You need to call it separately for each insert, and store the result of each call separately. Like this:

$sql = 'INSERT INTO `'.TABLE_ARTIST.'` (artistName) VALUES ("'.$artist.'")';
$resultArtist = mysql_query($sql);
$lastArtistId = mysql_insert_id();
$sql = 'INSERT INTO `'.TABLE_ALBUMS.'` (albumName) VALUES ("'.$album.'")';
$resultAlbums = mysql_query($sql);
$lastAlbumId = mysql_insert_id();
$sql = 'INSERT INTO `'.TABLE_GENRE.'` (musicGenre) VALUES ("'.$genre.'")';
$resultGenre = mysql_query($sql);
$lastGenreId = mysql_insert_id();
$sql = 'INSERT INTO `'.TABLE_YEAR.'` (albumYear) VALUES ("'.$year.'")';
$resultYear = mysql_query($sql);
$lastYearId = mysql_insert_id();
$sql = 'INSERT INTO `'.TABLE_LINK.'` (albumsId,artistId,genreId,yearId) VALUES ("'.$lastAlbumId.'","'.$lastArtistId.'","'.$lastGenreId.'","'.$lastYearId.'")';

Also, it only works if each of tables you're inserting into has AUTO_INCREMENT enabled.

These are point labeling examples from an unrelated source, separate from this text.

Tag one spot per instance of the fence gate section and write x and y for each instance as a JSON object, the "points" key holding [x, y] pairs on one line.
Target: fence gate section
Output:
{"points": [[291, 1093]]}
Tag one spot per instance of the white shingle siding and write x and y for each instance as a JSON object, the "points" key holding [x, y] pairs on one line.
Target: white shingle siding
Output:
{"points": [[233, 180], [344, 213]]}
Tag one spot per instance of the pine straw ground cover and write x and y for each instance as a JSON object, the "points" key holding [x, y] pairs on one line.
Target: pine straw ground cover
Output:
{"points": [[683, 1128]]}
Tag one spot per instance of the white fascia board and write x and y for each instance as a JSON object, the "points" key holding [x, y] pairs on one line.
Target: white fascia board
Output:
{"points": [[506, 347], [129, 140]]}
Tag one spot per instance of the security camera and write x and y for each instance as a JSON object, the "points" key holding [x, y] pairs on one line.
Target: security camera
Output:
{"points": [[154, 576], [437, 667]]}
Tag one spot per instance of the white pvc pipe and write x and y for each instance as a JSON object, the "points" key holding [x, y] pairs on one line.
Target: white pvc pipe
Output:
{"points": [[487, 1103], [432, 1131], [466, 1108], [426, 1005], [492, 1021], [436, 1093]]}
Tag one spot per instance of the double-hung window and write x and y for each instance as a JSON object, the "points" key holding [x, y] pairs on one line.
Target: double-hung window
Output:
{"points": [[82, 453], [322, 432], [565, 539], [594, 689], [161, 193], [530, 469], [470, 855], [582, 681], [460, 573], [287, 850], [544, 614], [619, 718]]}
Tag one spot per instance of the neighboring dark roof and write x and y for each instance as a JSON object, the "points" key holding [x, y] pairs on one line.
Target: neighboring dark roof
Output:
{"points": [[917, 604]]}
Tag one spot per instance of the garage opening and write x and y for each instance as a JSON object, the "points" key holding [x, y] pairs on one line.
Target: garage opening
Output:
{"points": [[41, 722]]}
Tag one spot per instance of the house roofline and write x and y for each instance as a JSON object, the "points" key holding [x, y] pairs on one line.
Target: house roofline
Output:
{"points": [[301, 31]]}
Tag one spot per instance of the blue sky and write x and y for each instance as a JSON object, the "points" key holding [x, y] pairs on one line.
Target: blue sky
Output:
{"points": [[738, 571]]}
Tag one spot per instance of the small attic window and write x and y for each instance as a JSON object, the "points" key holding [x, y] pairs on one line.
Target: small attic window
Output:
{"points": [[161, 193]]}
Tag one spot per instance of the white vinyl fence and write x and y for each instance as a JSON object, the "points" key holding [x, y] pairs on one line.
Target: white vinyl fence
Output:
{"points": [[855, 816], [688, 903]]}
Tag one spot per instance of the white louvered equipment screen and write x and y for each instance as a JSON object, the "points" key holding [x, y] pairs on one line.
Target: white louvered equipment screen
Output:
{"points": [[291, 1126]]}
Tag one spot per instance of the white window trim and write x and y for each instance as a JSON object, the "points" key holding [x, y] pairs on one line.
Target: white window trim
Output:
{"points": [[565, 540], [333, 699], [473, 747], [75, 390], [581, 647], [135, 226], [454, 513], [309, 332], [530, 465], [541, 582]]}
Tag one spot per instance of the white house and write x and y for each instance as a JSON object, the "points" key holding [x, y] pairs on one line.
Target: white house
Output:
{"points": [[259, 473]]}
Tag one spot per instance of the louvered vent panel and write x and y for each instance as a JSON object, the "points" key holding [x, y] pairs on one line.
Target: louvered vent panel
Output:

Did you ever try to debug your code?

With echo() (for showing your SQL queries) or var_dump() (for checking the results of e. g. mysql_insert_id(), mysql_query()).

Also check mysql_error().

Furthermore be sure to set the resource identifier in your mysql_*() functions. It's possible to have more than just one open MySQL resource - so be sure to identify the resource.

For example:

$result = mysql_query($SQL, $connection);
$lastInsertID = mysql_insert_id($connection);

And - it's very important to know that mysql_insert_id() just works with tables which have an AUTO_INCREMENT-field.

And what's also interesting with your code: you call mysql_insert_id solely after the last of 5 queries. Is this really wanted? So you only receive the ID of your last INSERT query.